New discovery could help treat HIV
More than a dozen scientists, researchers and professors banded together to investigate a possibly beneficial mutation found in the genetic code of some versions of HIV. What’s resulted is a study outlining how the mutation – called 172K – makes treatment of HIV more efficient for two common drugs. The University of Missouri’s Stefan Sarafianos was an author on the study. He says that the 172K mutation disrupts HIV’s resistance to two families of drugs.
“This now will allow us to design better regimens because this mutation confers more susceptibility — so the patients will respond better to certain drugs,” says Sarafianos.
The Journal of Biological Chemistry published the study. F. Peter Guengerich is the Journal’s associate editor, and says that the discovery could help treat those who carry the mutated version of HIV, as well as aid future research.
“We have high standards, and in this work, Sarafianos’ group used some sophisticated techniques to actually define what these mutations were doing,” Guengerich says.
Sarafianos has worked with HIV since the mid-1980’s, and says research on the virus often stalls due to the virus’ ability to rapidly develop resistance to treatments. Finding a mutation like 172K that breaks down the virus and makes specific versions easier to treat is especially challenging.
“It’s not a very common event, so you need some observant scientists and somebody who’s on top of things," Sarafianos says. "Then, you really need to very frequently sequence the viruses from a patient, and that’s what our collaborators did in Japan and they were able to identify these limitations.”

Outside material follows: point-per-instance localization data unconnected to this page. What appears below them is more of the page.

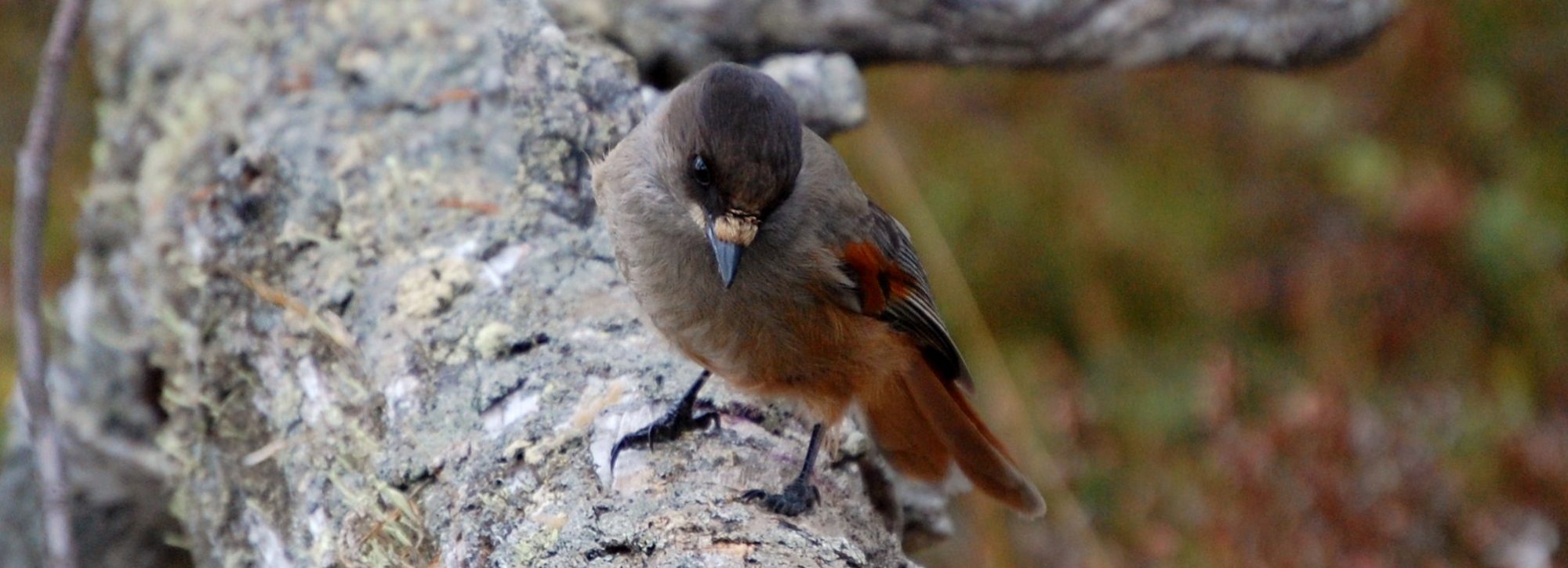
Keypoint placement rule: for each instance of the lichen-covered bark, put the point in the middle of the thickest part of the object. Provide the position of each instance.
(355, 244)
(344, 298)
(675, 38)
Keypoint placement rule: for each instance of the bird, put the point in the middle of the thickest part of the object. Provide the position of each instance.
(750, 247)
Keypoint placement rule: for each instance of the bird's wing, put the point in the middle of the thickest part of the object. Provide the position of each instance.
(887, 283)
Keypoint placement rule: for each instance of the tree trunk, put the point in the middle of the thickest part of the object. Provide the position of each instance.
(343, 295)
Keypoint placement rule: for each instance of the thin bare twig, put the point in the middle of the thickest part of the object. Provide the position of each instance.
(32, 203)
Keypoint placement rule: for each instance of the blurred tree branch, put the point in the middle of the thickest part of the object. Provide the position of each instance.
(32, 203)
(673, 38)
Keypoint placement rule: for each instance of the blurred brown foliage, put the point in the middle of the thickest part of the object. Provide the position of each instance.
(1254, 319)
(1268, 319)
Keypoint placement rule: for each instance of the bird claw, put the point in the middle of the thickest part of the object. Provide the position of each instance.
(797, 497)
(678, 421)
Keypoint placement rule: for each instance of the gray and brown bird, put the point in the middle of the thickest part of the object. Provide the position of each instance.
(750, 247)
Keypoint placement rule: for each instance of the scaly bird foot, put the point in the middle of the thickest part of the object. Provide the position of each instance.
(678, 421)
(797, 497)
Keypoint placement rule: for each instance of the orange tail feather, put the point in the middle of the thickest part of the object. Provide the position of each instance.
(937, 422)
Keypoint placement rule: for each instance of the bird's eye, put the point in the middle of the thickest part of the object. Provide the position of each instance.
(700, 172)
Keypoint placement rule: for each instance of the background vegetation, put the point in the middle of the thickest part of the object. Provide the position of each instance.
(1225, 316)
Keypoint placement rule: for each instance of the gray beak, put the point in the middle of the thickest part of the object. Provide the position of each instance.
(727, 253)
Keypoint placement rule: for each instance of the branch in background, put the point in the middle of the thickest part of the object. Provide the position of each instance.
(672, 40)
(32, 204)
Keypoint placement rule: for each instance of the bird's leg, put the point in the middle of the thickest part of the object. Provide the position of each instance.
(799, 496)
(678, 421)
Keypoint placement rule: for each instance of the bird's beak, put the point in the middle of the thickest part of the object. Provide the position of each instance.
(727, 253)
(730, 236)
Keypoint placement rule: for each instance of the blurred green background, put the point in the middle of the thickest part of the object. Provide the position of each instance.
(1224, 316)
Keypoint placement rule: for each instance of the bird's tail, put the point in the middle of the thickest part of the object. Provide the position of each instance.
(924, 425)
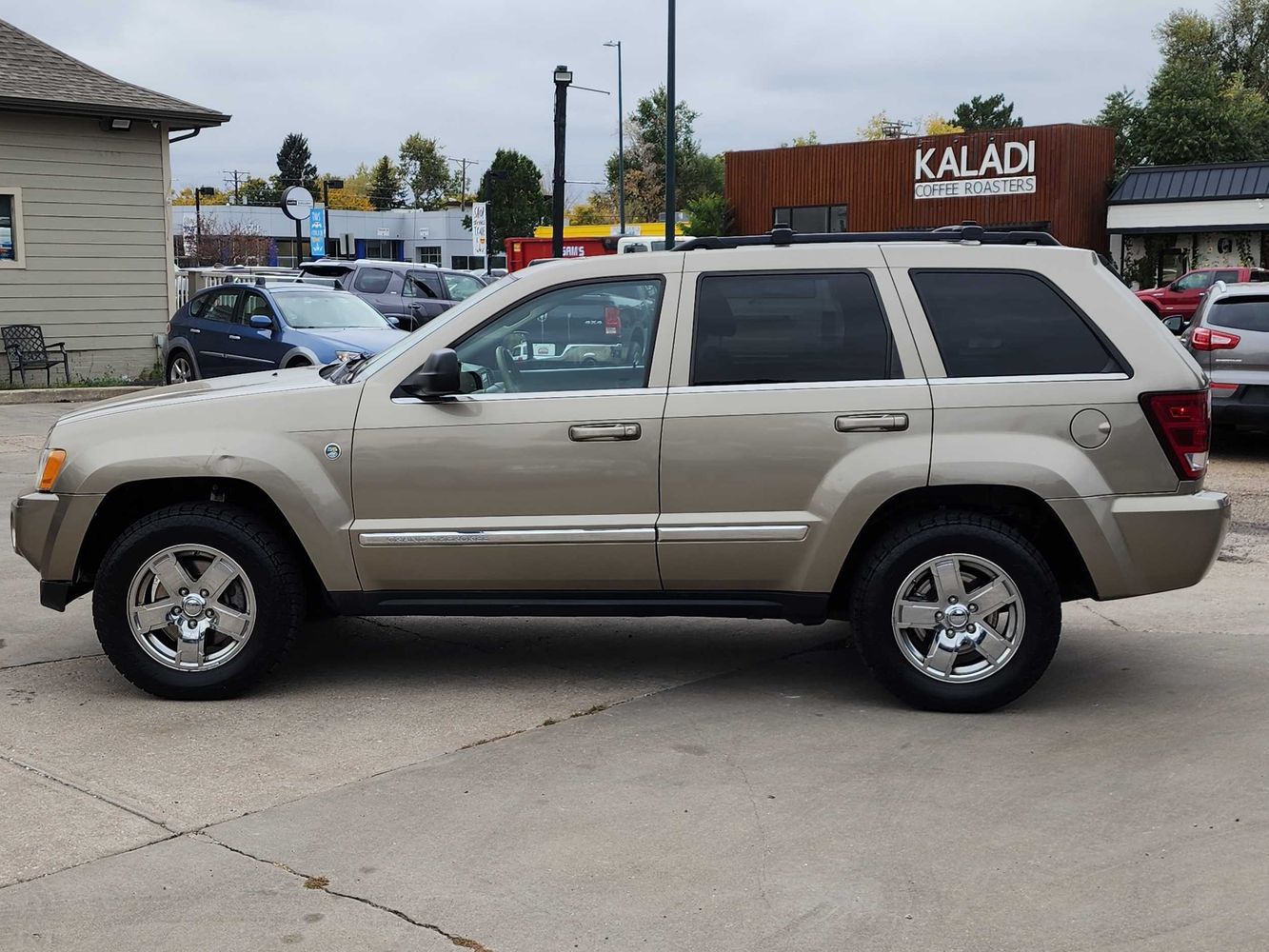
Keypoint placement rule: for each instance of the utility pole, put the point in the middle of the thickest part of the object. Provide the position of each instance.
(235, 174)
(462, 188)
(563, 79)
(669, 135)
(621, 141)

Sarafianos used Skype to work with fellow scientists half way around the world. Lead author Atsuko Hachiya also made a visit to Sarafianos’ lab on the MU campus.
“We were blessed to be in a position to collaborate with scientists all over the world: including Japan and in Pittsburgh, with Dr. Parniak. This is today’s science – it’s very collaborative, really,” Sarafianos says.
Sarafianos, who has been employed by the University of Missouri since 2006, continues to work with the long-distance team in HIV research.